As myths go, it checks all the boxes. It has apocalyptic stakes. It has promises of Promethean transcendence. It has warnings of Faustian bargains with powers we can’t comprehend. But the Singularity aspires for more. It strives to be the myth that ends all myths by delivering the ultimate human desire—pure autonomy and total control. If only we can align it, infinite intelligence promises to conquer nature, disease, and death itself.
And like all great myths, the Singularity transforms our own self-understanding. Humanity is not just one more evolutionary accident. Through the Singularity, humanity triggers evolution's completion.
Yes, it's easy to criticize. You can dismiss the Singularity as a fantasy, corporate propaganda, or religion for scifi nerds. But dismissing it misses the larger point. Myths aren't judged by factual accuracy—they're judged by what they make possible. And by that standard, the Singularity has been a spectacular success. It did exactly what founding myths are supposed to: it catalyzed an entire movement. Without the myth of infinite intelligence, we may never have built systems that demonstrated any intelligence at all.
And yet, the critics aren’t wrong to question it. The issue is that they don’t go deep enough. The most potent critique of the Singularity strikes at the very success of the myth—by questioning the idea of infinite intelligence itself.
Infinity and its limits
In the Singularity's vision, intelligence recursively self-improves until it takes off beyond all human comprehension. This infinite intelligence doesn't just solve every problem—it transcends the very categories of problem and solution. It's as if intelligence acquires divine attributes on its way to infinity.
First, intelligence becomes omniscient. It renders the world with such fidelity that the map becomes the territory. It dissolves any need for experiment, continuous learning, or adaptation. Everything that can be known has already been modeled, simulated, and predicted with perfection.
Then, intelligence becomes omnipotent.
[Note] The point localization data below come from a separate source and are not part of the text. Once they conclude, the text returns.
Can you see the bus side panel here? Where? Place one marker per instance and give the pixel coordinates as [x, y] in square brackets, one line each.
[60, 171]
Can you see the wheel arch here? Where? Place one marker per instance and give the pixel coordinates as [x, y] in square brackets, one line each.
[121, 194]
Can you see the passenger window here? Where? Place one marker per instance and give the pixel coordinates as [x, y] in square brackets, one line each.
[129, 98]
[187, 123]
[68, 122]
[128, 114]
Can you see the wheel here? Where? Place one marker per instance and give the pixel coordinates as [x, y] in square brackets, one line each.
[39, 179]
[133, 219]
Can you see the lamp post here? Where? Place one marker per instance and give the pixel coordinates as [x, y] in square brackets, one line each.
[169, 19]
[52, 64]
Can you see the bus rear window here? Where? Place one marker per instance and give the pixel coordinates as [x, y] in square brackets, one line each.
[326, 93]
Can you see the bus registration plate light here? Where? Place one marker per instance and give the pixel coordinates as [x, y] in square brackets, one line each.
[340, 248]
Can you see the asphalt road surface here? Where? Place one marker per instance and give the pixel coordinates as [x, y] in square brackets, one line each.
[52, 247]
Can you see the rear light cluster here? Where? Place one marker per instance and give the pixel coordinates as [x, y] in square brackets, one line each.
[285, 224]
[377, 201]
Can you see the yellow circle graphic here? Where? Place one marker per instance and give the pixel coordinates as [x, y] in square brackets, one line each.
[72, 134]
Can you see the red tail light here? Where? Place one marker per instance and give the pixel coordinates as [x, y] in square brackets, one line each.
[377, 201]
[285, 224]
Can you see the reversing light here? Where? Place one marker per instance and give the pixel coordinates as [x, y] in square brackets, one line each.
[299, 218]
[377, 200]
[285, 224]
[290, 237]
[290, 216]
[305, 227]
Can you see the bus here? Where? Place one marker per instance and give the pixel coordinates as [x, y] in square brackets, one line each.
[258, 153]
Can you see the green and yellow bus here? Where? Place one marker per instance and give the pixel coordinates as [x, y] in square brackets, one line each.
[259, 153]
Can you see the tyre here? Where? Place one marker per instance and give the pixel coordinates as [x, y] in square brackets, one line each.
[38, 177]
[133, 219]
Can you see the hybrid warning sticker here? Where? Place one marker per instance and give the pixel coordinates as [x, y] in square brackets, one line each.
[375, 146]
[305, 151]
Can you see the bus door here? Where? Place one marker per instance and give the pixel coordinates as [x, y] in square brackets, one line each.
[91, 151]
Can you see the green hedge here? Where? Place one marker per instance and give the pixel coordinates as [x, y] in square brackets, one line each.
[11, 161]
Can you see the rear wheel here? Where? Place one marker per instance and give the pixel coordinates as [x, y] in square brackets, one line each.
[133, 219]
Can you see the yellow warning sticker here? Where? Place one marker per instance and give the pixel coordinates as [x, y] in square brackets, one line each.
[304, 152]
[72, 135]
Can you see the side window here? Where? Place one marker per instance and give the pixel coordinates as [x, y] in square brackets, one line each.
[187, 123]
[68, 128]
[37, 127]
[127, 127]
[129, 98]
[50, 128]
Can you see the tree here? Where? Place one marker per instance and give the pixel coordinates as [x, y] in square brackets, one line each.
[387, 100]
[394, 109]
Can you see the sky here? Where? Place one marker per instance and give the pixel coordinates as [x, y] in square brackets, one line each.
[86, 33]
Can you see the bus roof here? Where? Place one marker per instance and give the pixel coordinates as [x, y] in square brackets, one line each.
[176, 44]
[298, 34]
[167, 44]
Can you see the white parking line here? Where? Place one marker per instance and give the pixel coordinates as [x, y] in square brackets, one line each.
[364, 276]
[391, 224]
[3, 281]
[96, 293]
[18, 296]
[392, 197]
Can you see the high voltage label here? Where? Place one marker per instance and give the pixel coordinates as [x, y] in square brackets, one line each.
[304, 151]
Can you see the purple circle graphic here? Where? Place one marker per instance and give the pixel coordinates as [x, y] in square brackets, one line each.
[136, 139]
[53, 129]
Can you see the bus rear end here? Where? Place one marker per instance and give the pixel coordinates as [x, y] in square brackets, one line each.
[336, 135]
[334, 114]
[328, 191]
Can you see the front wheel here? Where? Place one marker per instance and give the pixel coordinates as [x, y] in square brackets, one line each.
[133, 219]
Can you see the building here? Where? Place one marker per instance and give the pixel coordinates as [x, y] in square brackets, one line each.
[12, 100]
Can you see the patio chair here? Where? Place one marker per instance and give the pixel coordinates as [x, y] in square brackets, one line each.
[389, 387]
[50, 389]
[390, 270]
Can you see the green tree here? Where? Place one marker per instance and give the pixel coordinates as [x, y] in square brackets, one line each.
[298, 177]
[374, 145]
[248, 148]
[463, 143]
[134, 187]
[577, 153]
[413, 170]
At infinite scale, intelligence becomes indistinguishable from power. Whatever can be imagined can be realized. Art, culture, religion, politics, plurality—anything that might once have constrained or shaped intelligence—becomes just another tool for intelligence to manipulate.
This is infinite intelligence as the singular quality of the universe. Everything that is knowable can be known, and anything that is imagined can be realized. Knowledge, power, and intelligence become one.
What makes this so enticing is that as a view of intelligence, it is not entirely wrong. If you're navigating a closed system with verifiable solutions, then it's possible to scale your way to dramatic insights—keep adding parameters, data, and compute until a solution emerges. Machines excel at this type of intelligence, and most AI success stories follow this pattern. We see glimpses of divine intelligence in game moves that feel transcendent, insights in medicine that we can't explain, and coding abilities that seem magical.
And yet this view of intelligence is also wildly incomplete. Nothing about our real world is closed, and solutions are never known in advance. They can only be verified by actually trying them. In fact, every existence proof we have of intelligence at scale—evolution, scientific progress, human culture—looks nothing like infinite intelligence:
Evolution doesn't predict or plan—it adapts to ecosystems through endless variation and selection, creating intelligence that no central planner could ever imagine.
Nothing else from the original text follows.